Figure 4:. Disruption of peroxisomes leads to ether lipid depletion and protects cells from saturated fatty acid exposure.

(A) Schematic representing essential genes in the ether lipid synthesis pathway. (B) Volcano plots showing Log2 fold change of normalized lipid intensities in peroxisomal knockout cells show a decrease in plasmenyl lipid species compared to wildtype cells treated with PA. Dotted line shows cutoff for lipid fold changes that are significant at p<0.05. (PC=phosphatidylcholine; PS=phosphatidylserine; PA=phosphatidic acid; LPC=lysophosphatidylcholine; LPE=lysophosphatidylethanolamine; PE=phosphatidylethanolamine; TG=triacylglycerol; DG=diacylglycerol; Plasmenyl-PC=plasmenyl-phosphatidylcholine; Plasmenyl-PE=plasmenyl-phosphatidylethanolamine). (C) Plasmenyl-PEs and PCs are globally downregulated in PA-treated FAF2 and peroxisomal knockout cells compared to wildtype cells. (D) Heatmap of various lipid species’ Log2 fold changes (Log2FC) across genotypes showing a decrease in ether lipid species in peroxisomal knockout cells, which is reversible with ether lipid treatment, but not ester lipid. Cells were treated with PA+DMSO, PA+ether lipid (EL) intermediate (1-O-hexadecyl-sn-glycerol), or PA+ester lipid (ES) (dl-a-palmitin) as a control.

Figure 5:. FAF2 mediates saturated fatty acid toxicity and peroxisomal abundance via itsUBX and UAS domains.

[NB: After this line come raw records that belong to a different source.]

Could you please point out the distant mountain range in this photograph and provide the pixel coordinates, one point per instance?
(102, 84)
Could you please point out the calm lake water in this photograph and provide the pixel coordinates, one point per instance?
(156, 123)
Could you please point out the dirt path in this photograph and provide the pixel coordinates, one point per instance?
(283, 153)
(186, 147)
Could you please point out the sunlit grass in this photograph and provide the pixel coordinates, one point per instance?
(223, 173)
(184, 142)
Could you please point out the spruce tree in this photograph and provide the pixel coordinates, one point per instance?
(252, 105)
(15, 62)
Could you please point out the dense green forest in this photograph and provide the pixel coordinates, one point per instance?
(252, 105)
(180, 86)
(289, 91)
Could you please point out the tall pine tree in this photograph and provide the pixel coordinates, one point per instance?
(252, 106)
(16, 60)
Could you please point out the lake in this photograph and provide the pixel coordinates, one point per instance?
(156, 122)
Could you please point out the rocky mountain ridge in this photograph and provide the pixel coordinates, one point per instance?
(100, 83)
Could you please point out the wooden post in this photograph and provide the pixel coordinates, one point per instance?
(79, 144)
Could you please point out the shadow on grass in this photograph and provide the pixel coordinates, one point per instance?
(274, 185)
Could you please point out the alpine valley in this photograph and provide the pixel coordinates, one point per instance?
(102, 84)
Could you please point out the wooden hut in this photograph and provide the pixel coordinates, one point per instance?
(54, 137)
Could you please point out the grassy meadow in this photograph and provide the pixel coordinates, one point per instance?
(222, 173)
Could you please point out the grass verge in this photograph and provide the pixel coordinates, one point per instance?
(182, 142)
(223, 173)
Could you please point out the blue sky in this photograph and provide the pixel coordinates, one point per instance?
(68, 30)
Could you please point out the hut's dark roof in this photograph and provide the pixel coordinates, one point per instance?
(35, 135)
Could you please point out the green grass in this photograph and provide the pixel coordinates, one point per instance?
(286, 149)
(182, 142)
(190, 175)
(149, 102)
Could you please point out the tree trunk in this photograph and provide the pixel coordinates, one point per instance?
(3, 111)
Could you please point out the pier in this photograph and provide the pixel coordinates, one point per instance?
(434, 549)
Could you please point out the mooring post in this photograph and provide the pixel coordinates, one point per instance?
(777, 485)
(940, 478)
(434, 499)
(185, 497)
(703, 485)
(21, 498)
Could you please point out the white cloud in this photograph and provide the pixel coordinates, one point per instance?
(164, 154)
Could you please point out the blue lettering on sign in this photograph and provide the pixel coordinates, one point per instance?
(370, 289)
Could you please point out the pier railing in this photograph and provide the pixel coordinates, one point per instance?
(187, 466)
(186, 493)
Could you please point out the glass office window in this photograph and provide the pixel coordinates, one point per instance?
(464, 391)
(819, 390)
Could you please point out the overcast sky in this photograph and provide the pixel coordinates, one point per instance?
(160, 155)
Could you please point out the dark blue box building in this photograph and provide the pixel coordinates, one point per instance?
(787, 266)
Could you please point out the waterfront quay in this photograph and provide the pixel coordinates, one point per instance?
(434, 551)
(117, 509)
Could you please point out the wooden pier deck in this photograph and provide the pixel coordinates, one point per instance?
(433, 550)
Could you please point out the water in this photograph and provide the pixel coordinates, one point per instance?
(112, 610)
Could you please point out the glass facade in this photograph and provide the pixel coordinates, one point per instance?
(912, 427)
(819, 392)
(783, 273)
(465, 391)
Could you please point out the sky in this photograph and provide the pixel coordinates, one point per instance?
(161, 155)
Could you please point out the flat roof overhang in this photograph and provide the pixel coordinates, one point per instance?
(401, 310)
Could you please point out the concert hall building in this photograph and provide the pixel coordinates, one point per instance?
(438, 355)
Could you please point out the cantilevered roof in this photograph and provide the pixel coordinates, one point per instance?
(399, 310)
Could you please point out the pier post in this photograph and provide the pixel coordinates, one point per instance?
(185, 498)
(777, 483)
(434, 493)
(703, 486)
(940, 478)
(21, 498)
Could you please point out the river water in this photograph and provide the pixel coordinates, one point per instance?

(A) Schematic of the FAF2/UBXD8 hairpin-anchored protein and FAF2 domain deletion constructs. (B) Western blot of FAF2 in WT or FAF2 KO cells transduced with full or domain-deleted (ΔUBX, ΔUAS, or ΔUBA domain) myc-tagged FAF2 constructs. (C) Western blots of peroxisomal proteins AGPS, GNPAT, and PEX10 in WT, KO, and KO-cells with re-expressed full or domain-deleted FAF2 constructs (ΔUBX, ΔUAS, or ΔUBA domain) show that UBX and UAS domains are necessary to restore peroxisomal protein abundance. (D) (Left) CAT localization was quantified by training the dataset with Harmony high-content imaging software on WT and FAF2 KO phenotypes. Cells in each sample were then assigned to either a WT or FAF2 KO phenotype and percentage of results are displayed. N=3 biological replicates per genotype, quantification is of one representative experiment. (Right) Immunofluorescence images (60X) show that CAT punctae and AGPS protein abundance are dependent on the FAF2 UBX and UAS domains. Scale bar = 50 μm. (E) PA-induced toxicity is dependent on the UBX and UAS domains of FAF2. Cell death was quantified by percentage of propidium iodide (PI) positive cells. ****p<0.0001. Ordinary two-way ANOVA with Tukey’s multiple comparisons test.